Packaging and Accessories:
The packaging of most Thermaltake products, including the BigTyp 14 Pro, is well prepared for a retail setting. You get plenty of information and images on various sides of the box, as well as a window to see the actual product itself.
The below left image shows all of the accessories provided. You get some installation documentation, a case badge, a sleeve of rather generic looking thermal paste, and all the hardware necessary to install the cooler on AMD socket AM2/939/754 and Intel socket 775 systems (sorry, no Intel 1366 support). The below right image takes a closer look at the Intel hardware, as that is what will be used for testing. The two steel brackets bolt to the base of the cooler, and in turn the whole assembly is bolted through the motherboard, using the black washers in between the board and the cooler brackets.
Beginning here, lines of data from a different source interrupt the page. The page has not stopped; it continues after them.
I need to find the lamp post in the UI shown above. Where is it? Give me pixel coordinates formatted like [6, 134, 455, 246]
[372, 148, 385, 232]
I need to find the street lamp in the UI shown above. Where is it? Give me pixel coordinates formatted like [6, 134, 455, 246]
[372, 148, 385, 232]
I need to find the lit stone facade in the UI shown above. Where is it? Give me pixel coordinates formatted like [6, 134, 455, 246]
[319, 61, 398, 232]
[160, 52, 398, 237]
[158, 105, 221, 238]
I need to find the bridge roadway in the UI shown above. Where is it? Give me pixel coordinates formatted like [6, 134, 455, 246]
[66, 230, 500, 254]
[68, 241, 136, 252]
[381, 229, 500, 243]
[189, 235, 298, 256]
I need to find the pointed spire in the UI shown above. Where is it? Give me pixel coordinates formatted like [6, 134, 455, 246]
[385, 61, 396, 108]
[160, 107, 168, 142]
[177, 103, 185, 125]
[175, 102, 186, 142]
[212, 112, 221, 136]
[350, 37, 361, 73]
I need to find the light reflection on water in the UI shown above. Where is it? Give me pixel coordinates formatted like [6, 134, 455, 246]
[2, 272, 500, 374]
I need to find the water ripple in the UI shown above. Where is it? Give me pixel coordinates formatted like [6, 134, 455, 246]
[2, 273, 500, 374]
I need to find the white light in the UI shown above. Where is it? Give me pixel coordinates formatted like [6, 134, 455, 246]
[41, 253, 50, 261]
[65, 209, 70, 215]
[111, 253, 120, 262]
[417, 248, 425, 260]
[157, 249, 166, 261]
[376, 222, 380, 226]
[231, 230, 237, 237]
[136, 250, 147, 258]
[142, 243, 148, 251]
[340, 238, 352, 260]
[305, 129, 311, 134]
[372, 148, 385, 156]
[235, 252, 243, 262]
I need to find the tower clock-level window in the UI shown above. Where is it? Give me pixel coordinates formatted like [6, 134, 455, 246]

While my first impression of the BigTyp 14 Pro was that it was going to be too massive, looking at it once removed from the box had me partially reconsidering that thought. While the horizontally mounted 14cm fan does give it a large wingspan, it isn't all that tall. If you have room around the CPU socket for it to avoid things like the memory, power supply, and video card, it might actually be a decent solution for a lower profile case, like an HTPC.
We'll start by taking a look at the fan. The images below show that it is a proprietary design where the frame is molded to clip on to the cooler's fins. The whole assembly is translucent black plastic, and the hub of the fan is suspended from the frame. Three little tabs of green PCB extend out from the hub, and this is where you will find the blue LEDs that light up the unit.